Matt Smith, fire chief for Crook County Fire and Rescue (CCFR), said the mandate has had an impact on staffing, but full extent of the impact is still unknown.

"The mandate affects health workers. Those workers are anyone who provides any type of patient care, including talking with patients," Smith said, "so it's not just our licensed health care providers, it is all of our responders."

Smith said that most of the attrition so far has been felt in CCFR's resident volunteer program, since the mandate applies not only to employees but volunteers and interns.

"That has had an immediate effect," he said. "I am hopeful that we will be able to retain all of our career employees."

The problem is exacerbated by the fact that other fire departments throughout Oregon are dealing with the same challenges, which makes mutual aid difficult to find.

"Right now, we are figuring out how much that (staff loss impact) is and how we are going to mitigate it," Smith said. "The fire service and EMS is one that deals with what they have, so that is exactly what we are going to do."

The Crook County Sheriff's Office (CCSO) raised concerns last month about the mandate and an anticipated impact to its jail staff. The state mandate did not apply to the staff of state prisons but did appear applicable to city or county jail staff.

Because as many as 17 CCSO personnel had said they would consider voluntarily terminating their service with the county instead of getting vaccinated, the Crook County Court sent a declaration of emergency to the State of Oregon seeking a rule change that would exempt county jail staff from the mandate.
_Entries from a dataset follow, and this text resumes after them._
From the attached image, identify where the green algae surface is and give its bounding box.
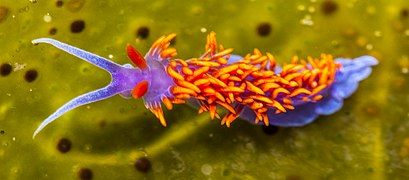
[0,0,409,179]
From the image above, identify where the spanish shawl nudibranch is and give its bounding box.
[32,32,378,138]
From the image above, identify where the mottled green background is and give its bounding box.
[0,0,409,179]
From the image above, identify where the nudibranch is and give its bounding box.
[32,32,378,138]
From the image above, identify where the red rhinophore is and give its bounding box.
[126,44,148,69]
[132,80,149,99]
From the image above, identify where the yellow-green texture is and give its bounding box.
[0,0,409,179]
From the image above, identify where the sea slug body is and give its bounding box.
[32,32,378,138]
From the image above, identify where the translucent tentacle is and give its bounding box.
[31,38,121,73]
[33,83,121,139]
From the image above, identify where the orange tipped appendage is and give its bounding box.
[132,80,149,99]
[126,44,148,70]
[162,32,340,126]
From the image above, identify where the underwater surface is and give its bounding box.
[0,0,409,180]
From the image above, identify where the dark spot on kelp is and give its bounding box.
[48,28,57,35]
[0,63,13,76]
[136,26,149,39]
[78,168,93,180]
[262,125,279,135]
[257,22,272,36]
[0,6,9,23]
[321,0,338,15]
[24,69,38,83]
[71,20,85,33]
[65,0,85,12]
[400,8,409,18]
[57,138,71,153]
[98,120,107,128]
[135,157,152,173]
[55,0,64,7]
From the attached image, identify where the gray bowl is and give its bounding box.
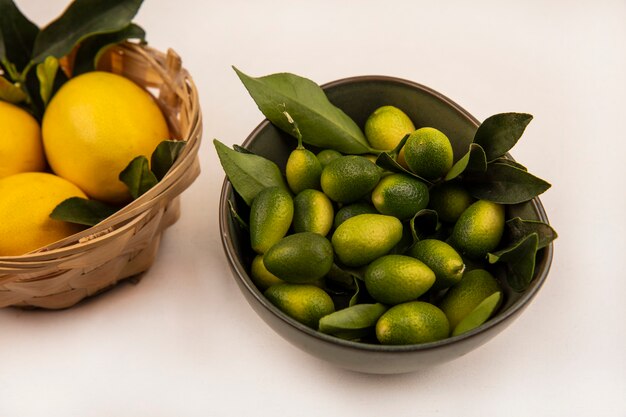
[219,76,553,374]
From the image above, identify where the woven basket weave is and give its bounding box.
[0,42,202,309]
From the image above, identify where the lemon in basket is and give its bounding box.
[0,172,86,256]
[42,71,169,203]
[0,101,46,178]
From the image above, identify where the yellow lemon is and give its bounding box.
[0,172,86,256]
[0,101,46,178]
[42,71,169,203]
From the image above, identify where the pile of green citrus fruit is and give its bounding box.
[215,70,546,345]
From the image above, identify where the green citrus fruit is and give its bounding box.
[250,255,285,291]
[264,284,335,330]
[331,214,403,267]
[285,149,322,194]
[364,106,415,150]
[250,187,293,253]
[450,200,504,259]
[293,189,335,236]
[376,301,450,345]
[403,127,454,180]
[321,155,380,204]
[372,174,428,220]
[439,269,501,329]
[333,203,378,229]
[263,232,333,284]
[428,182,475,223]
[315,149,343,168]
[409,239,465,290]
[364,255,435,305]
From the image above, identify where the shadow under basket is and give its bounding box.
[0,42,202,309]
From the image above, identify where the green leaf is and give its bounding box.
[50,197,118,226]
[452,291,502,336]
[348,277,361,307]
[319,303,387,339]
[464,162,550,204]
[506,217,558,249]
[444,143,487,181]
[488,233,539,292]
[150,140,186,181]
[213,139,288,205]
[228,200,250,230]
[0,76,27,104]
[474,113,533,161]
[0,0,39,70]
[33,0,143,63]
[119,155,159,199]
[37,56,59,105]
[409,209,439,242]
[233,67,370,154]
[73,23,146,76]
[493,157,528,171]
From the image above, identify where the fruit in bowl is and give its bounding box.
[215,72,556,373]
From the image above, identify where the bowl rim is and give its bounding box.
[219,75,554,353]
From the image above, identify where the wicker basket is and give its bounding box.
[0,42,202,309]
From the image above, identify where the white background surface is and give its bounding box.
[0,0,626,417]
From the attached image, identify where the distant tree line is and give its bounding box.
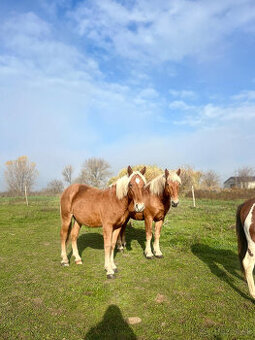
[2,156,255,195]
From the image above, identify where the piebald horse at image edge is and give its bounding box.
[236,198,255,299]
[60,166,146,278]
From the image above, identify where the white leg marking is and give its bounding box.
[243,204,255,298]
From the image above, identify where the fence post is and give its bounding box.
[25,185,28,207]
[191,185,196,208]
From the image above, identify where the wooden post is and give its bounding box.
[191,185,196,208]
[25,185,28,206]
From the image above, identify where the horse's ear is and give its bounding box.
[128,165,133,176]
[140,166,146,175]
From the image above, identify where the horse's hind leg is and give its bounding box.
[144,217,153,260]
[111,228,120,273]
[153,221,163,258]
[243,243,255,299]
[60,215,72,266]
[71,221,82,264]
[103,224,114,279]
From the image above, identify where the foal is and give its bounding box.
[60,166,146,278]
[236,198,255,299]
[118,169,181,259]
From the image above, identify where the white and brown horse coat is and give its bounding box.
[236,198,255,298]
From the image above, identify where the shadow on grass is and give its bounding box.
[67,232,104,260]
[84,305,137,340]
[191,243,254,303]
[126,223,145,251]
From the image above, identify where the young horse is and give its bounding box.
[236,198,255,299]
[60,166,146,278]
[118,169,181,259]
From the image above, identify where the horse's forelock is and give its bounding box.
[116,171,146,200]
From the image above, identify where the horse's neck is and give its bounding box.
[107,187,131,210]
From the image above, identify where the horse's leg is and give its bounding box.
[153,221,163,258]
[117,221,128,252]
[111,228,121,273]
[103,224,114,279]
[144,217,153,259]
[71,221,82,264]
[243,242,255,299]
[60,215,72,266]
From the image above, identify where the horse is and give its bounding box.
[117,169,181,259]
[236,198,255,299]
[60,166,146,279]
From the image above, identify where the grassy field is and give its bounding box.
[0,197,255,340]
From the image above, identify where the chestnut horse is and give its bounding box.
[236,198,255,299]
[60,166,146,278]
[118,169,181,259]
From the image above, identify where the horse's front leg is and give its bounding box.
[117,222,127,252]
[71,221,82,264]
[103,224,115,279]
[153,221,163,258]
[111,228,121,273]
[144,217,153,260]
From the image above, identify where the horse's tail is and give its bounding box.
[236,204,248,271]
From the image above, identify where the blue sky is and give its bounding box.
[0,0,255,189]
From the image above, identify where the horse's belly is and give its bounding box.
[130,212,144,221]
[73,205,102,227]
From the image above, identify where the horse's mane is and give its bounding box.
[146,171,181,195]
[113,171,147,200]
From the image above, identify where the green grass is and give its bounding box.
[0,197,255,340]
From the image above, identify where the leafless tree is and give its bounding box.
[45,179,64,194]
[236,166,255,177]
[5,156,38,195]
[201,170,220,189]
[62,165,73,185]
[76,158,111,188]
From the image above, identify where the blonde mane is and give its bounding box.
[113,171,146,200]
[146,171,181,195]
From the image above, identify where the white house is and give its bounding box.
[223,176,255,189]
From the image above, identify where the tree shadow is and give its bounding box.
[126,223,145,251]
[68,232,104,260]
[191,243,254,303]
[84,305,137,340]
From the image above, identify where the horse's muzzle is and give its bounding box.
[135,203,144,212]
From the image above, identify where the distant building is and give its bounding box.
[223,176,255,189]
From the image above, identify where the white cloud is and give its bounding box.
[70,0,255,63]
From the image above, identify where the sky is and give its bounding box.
[0,0,255,190]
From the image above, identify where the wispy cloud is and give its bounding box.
[70,0,255,63]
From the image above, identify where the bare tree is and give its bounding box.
[45,179,64,194]
[4,156,38,195]
[201,170,220,189]
[62,165,74,185]
[236,166,255,177]
[77,158,111,188]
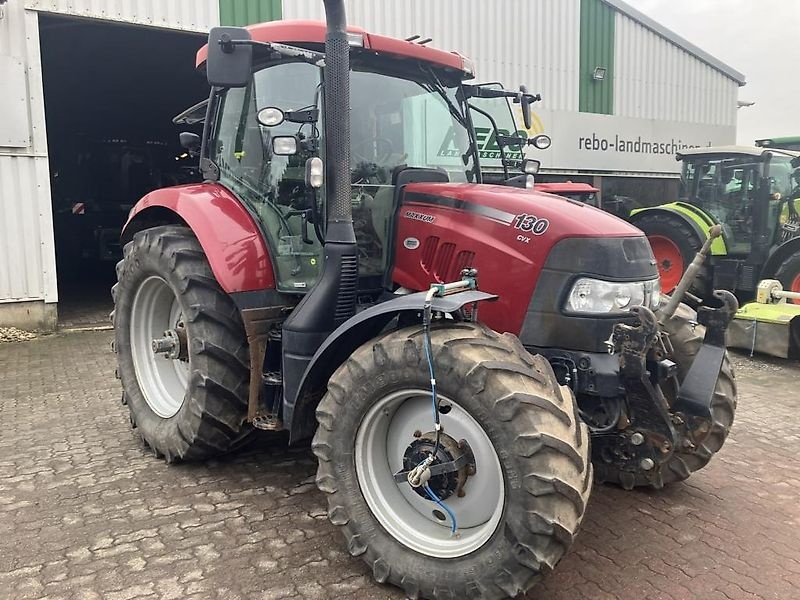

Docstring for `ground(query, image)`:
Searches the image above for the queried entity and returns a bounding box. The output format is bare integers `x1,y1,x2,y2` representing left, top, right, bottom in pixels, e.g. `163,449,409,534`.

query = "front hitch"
592,306,678,473
672,290,739,419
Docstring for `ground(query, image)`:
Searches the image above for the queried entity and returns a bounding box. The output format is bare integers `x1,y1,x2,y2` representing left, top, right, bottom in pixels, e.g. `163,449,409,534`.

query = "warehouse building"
0,0,744,330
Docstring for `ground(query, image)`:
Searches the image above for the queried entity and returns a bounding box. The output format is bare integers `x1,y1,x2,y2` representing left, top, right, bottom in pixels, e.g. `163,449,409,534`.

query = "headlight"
564,277,661,315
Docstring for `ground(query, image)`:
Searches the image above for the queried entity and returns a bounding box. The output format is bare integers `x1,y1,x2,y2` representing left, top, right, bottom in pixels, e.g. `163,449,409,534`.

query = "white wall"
614,13,739,127
25,0,219,32
0,0,58,302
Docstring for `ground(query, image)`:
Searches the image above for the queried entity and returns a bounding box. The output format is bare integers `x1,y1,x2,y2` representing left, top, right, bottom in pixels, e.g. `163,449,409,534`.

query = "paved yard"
0,331,800,600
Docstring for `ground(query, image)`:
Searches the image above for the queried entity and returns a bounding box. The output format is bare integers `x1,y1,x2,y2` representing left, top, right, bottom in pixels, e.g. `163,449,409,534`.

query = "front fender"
122,183,275,294
283,290,497,443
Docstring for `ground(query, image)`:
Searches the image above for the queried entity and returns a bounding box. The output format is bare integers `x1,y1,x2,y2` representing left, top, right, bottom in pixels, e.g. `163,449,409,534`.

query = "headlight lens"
565,277,661,315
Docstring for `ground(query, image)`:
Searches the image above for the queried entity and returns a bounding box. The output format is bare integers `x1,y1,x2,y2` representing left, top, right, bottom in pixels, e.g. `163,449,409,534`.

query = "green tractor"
630,146,800,299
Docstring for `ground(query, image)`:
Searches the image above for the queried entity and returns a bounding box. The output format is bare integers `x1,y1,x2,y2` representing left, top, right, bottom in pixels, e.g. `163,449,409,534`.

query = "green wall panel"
219,0,281,25
579,0,616,115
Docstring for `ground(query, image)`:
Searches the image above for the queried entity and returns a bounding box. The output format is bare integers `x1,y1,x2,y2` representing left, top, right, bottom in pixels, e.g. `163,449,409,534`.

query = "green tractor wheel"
633,211,711,298
775,252,800,304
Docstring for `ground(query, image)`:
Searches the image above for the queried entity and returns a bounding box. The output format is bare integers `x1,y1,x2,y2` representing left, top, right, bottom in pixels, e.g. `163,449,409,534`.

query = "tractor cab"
680,147,800,255
198,22,535,293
It appears the rules have since been changed.

"Since the OHA (Oregon Health Authority) changed the guidelines affecting jails, I don't expect any impact from the deadline," said Sheriff John Gautney. "The new guidelines from OHA exempted corrections deputies unless they are directly assigned to a health care setting."

School staff and volunteers join health care workers on the list of groups affected by the state mandate. Crook County School District Superintendent Dr. Sara Johnson said they have recently worked during the past month to ascertain every employee's intention. So far, the results appear promising.

"We are down to having only eight employees who have not yet attested one of the three pathways, so we are good to go on the 18th," she said. "We have posted and hired for anyone who has notified us they will not be filing an exception or attained a vaccine."